In this course we will study models and algorithms for automated planning and decision making. The content will be divided into three main sections. First, we will study classical STRIPS planning where the environment is assumed to be deterministic and fully observable. We will cover the basic algorithmic paradigms including: partial-order planning, constraint-based planning (GraphPlan and Satplan), and heuristic-search planning. Next, we will study planning in the context of Markov decision processes (MDPs) where the environment is allowed to be stochastic. We will cover the basic theory and algorithms for explicit state-space MDPs. In addition, we will discuss exact and approximate techniques for factored state-space MDPs. Finally, we will study the basic theory and algorithms for reinforcement learning, where the agent is not given a model of the environment, but instead must learn to act in the world via exploration.

Learning Objectives of the Course:

1. Understand the primary paradigms and algorithms for propositional STRIPS planning.

2. Understand the basic theory and definitions of Markov decision processes.

3. Understand the basic algorithms for solving explicit state-space MDPs: value iteration, policy iteration, linear programming.

4. Understand sampling-based techniques for Markov decision processes.

5. Understand algorithms for solving factored Markov Decision Processes.

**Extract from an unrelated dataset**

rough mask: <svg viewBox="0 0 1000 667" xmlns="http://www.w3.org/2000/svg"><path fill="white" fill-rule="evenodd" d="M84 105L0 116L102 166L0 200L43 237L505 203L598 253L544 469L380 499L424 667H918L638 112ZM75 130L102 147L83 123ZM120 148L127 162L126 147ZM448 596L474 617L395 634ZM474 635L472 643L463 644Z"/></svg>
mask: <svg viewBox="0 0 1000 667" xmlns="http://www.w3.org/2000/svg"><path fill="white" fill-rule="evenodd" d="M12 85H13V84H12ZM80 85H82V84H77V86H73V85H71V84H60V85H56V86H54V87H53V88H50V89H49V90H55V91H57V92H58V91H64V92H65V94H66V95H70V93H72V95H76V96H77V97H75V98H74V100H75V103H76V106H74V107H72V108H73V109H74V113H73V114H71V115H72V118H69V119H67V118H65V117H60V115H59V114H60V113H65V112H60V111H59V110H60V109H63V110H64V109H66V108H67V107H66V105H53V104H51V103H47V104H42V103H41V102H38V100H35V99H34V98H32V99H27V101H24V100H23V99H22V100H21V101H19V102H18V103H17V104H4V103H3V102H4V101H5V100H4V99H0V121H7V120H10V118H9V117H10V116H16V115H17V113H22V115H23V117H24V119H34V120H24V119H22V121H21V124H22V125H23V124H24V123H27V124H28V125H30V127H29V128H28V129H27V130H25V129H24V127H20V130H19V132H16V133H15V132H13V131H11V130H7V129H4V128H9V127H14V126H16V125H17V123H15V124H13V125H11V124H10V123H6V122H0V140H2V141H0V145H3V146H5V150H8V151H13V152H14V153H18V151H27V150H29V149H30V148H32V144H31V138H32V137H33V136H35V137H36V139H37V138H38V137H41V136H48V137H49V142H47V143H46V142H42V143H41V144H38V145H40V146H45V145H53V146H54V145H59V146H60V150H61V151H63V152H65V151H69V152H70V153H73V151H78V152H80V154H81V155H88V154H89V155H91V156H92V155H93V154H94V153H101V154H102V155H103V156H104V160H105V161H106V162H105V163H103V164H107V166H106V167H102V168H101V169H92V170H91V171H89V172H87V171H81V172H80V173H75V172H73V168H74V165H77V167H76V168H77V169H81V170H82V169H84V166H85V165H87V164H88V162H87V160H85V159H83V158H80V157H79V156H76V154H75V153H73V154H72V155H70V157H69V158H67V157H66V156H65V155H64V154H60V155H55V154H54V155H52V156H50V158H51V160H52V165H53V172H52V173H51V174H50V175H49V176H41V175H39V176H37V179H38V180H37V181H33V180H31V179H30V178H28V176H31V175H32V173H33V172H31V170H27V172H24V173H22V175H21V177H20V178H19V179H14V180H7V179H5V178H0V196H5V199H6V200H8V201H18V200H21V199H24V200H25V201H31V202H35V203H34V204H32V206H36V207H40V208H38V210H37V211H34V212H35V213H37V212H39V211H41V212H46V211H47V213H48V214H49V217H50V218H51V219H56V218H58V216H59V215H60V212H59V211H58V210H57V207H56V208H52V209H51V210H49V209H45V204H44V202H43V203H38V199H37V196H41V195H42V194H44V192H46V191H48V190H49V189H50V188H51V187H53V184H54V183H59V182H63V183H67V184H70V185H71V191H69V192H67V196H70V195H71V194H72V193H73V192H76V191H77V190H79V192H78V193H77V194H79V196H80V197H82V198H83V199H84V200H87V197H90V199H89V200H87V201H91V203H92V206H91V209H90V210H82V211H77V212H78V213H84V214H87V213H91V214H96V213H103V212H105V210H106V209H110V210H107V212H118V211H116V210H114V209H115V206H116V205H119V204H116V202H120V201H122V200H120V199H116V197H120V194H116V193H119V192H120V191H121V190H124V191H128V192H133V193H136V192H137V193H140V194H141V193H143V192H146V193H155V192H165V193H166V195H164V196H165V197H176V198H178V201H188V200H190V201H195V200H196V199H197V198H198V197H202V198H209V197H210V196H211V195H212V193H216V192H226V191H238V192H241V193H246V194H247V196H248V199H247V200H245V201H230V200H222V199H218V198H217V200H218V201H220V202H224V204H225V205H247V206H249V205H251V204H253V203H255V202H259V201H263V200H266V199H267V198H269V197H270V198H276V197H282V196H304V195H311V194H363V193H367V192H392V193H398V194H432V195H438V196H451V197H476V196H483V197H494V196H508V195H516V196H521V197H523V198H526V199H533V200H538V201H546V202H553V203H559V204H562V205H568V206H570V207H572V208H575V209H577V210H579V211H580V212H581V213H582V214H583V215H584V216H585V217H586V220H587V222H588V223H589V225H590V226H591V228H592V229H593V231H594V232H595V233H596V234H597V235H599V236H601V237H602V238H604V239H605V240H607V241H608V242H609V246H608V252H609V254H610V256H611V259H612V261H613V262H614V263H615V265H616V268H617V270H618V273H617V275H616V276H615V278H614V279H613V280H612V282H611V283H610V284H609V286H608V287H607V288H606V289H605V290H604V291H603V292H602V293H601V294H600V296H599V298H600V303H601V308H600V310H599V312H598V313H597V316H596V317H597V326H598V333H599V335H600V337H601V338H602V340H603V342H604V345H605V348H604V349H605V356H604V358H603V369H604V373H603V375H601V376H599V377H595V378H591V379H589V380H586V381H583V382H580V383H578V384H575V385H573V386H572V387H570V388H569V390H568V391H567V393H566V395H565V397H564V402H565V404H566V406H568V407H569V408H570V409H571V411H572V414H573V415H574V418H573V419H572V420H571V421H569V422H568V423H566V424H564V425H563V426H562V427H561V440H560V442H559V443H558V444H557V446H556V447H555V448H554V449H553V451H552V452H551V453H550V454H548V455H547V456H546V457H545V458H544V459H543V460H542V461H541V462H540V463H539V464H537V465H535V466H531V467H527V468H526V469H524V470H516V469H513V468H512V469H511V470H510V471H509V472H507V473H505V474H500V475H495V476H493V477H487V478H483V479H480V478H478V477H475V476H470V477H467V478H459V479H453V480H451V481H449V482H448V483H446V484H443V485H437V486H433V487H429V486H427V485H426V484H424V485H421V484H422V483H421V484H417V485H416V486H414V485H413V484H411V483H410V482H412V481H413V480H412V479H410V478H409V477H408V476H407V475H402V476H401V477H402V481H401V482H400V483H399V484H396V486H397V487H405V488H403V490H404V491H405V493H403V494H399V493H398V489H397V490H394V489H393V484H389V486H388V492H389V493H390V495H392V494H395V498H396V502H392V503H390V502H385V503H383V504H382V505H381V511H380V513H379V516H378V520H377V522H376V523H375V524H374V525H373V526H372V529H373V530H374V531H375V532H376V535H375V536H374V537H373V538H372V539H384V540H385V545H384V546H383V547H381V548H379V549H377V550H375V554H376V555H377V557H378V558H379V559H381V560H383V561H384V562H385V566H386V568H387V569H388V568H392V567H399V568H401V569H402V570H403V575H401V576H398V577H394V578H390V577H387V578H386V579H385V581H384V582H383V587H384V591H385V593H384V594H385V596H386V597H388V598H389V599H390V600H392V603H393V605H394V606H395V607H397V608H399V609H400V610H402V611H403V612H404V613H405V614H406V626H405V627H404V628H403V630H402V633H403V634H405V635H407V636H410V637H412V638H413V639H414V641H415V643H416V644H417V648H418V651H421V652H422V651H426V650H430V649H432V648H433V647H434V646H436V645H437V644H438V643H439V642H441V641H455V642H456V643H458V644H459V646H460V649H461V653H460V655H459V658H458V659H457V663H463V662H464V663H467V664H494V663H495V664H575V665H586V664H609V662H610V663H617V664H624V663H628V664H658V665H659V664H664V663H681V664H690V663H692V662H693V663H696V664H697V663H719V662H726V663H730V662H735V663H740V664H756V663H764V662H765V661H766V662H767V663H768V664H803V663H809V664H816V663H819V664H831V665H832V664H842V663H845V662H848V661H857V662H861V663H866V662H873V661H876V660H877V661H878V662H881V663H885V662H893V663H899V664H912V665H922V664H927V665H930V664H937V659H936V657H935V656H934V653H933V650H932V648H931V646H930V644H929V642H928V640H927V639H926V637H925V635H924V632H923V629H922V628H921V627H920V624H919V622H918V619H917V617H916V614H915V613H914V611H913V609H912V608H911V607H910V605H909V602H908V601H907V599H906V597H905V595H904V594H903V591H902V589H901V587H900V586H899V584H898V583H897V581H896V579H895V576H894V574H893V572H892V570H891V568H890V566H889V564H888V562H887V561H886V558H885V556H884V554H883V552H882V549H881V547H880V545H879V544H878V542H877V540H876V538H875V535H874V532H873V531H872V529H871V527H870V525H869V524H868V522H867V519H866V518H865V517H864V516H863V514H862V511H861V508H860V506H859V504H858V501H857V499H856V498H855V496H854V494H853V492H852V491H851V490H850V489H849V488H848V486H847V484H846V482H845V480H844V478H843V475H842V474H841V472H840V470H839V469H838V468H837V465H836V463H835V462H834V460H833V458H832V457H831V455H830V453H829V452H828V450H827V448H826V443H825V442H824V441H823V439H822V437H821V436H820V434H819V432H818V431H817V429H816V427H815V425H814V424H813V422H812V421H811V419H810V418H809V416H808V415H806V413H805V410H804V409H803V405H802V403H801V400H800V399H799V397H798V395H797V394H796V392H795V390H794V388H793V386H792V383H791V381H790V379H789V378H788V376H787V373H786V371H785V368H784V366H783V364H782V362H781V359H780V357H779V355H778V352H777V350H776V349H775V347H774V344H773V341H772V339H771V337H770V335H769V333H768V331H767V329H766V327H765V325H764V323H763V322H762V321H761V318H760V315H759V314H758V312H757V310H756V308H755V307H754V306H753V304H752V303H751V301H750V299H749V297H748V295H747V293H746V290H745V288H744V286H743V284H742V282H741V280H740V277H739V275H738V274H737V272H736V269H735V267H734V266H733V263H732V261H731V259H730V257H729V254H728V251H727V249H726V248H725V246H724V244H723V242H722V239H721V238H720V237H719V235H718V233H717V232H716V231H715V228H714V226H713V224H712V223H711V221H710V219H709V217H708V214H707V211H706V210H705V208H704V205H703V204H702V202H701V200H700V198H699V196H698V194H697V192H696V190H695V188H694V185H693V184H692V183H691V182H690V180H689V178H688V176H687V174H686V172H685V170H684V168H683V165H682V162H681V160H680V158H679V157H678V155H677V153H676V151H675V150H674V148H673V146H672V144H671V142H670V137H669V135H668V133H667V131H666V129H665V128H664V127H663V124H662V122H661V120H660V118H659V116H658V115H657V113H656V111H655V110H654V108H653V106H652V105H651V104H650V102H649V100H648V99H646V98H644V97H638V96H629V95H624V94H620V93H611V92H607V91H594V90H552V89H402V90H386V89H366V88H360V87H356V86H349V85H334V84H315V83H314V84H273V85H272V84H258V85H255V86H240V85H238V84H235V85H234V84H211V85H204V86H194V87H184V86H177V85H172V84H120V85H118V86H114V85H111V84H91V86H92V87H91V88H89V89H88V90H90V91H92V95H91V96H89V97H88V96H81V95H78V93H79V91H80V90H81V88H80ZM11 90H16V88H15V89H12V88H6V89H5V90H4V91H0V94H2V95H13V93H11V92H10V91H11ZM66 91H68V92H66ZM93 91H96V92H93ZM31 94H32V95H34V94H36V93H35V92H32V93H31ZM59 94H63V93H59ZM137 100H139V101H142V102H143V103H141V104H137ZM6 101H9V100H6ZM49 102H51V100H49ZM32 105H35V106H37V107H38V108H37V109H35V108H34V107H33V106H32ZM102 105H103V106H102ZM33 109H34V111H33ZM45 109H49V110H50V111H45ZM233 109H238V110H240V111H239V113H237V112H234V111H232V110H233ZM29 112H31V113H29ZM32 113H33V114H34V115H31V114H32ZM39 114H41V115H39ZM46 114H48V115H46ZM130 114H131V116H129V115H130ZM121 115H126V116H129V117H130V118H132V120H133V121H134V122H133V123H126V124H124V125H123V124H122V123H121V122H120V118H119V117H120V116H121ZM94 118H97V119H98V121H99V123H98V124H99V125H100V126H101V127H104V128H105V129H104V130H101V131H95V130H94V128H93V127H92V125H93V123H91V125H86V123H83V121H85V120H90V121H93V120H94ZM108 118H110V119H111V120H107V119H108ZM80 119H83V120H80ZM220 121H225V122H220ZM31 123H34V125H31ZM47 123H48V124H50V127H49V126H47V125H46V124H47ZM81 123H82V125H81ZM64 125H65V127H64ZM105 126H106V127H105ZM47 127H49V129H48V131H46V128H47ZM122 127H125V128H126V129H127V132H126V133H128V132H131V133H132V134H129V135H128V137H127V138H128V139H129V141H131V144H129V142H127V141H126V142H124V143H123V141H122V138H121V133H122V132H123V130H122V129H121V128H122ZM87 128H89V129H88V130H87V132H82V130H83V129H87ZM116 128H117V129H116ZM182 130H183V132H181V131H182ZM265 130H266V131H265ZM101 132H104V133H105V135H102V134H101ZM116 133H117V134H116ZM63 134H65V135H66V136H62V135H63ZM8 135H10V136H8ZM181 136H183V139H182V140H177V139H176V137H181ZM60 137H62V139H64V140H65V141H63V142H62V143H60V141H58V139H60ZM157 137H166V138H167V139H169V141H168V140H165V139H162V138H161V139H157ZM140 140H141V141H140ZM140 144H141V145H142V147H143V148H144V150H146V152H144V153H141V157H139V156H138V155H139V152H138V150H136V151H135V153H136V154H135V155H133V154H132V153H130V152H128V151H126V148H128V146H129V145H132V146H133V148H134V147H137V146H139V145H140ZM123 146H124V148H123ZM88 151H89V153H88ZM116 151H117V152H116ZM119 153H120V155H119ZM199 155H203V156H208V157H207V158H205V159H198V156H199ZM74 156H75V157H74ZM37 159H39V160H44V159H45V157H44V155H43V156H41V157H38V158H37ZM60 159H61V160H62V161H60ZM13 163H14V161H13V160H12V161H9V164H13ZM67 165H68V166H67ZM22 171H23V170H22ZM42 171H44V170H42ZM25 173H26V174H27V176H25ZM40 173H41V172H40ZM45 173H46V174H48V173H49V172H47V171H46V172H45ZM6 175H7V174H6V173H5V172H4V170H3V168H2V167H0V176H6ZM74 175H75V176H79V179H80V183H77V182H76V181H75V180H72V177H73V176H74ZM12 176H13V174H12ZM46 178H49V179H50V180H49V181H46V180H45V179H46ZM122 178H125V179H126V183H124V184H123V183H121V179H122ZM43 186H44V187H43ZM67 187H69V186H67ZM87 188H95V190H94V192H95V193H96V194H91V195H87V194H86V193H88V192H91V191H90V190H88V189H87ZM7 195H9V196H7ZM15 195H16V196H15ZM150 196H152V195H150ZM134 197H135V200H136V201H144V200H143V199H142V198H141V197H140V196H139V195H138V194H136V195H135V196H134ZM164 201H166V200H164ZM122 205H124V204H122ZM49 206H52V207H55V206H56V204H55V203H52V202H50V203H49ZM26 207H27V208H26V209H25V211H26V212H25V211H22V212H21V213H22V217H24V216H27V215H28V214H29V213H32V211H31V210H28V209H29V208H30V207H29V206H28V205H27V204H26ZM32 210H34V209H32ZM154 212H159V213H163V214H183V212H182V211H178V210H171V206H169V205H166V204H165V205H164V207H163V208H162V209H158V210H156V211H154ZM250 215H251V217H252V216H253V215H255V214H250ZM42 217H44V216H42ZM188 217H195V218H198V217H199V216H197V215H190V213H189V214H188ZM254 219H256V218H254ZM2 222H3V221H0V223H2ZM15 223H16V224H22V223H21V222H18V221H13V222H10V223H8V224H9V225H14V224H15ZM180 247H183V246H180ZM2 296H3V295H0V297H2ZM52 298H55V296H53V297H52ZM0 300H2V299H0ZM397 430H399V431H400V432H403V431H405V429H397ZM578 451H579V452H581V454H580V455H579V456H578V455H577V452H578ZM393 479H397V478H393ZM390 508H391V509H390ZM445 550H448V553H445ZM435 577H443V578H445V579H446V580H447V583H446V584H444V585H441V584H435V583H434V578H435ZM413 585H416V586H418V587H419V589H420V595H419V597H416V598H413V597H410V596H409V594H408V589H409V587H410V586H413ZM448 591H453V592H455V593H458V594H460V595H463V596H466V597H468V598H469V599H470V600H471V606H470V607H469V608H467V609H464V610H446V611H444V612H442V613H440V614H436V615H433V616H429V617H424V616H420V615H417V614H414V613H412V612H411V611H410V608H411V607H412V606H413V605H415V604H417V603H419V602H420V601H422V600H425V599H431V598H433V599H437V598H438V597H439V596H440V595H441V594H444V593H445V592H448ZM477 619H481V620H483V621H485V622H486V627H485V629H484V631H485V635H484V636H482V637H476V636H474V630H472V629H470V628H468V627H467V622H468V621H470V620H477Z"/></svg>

6. Understand basic reinforcement learning algorithms for explicit state-spaces, both value based and policy-search-based.

Exams

There will be two exams:
Exam I: TBA
Final exam: TBA

Assignments

The assignments in this course will consist of written problem sets, 2 mini-projects, and a final project.

Grades

The final grade will be calculated as follows: midterm 20%, final 30%, final project 20%, problem sets and mini-projects 30%. In all cases, however, the judgment of the instructor determines the final grade. In particular, class participation can affect a student's final grade.

Honor Code

Collaboration on assignments problems is permitted; copying of solutions or code is not. The work you hand in should be your own. Students should indicate on their homework, the names of all collaborators. While some students find studying together to be quite beneficial and enjoyable, I strongly encourage you to attempt to solve homework problems on your own first, as this is the only way to ensure that you have mastered the material. Generating solutions is much different than verifying solutions.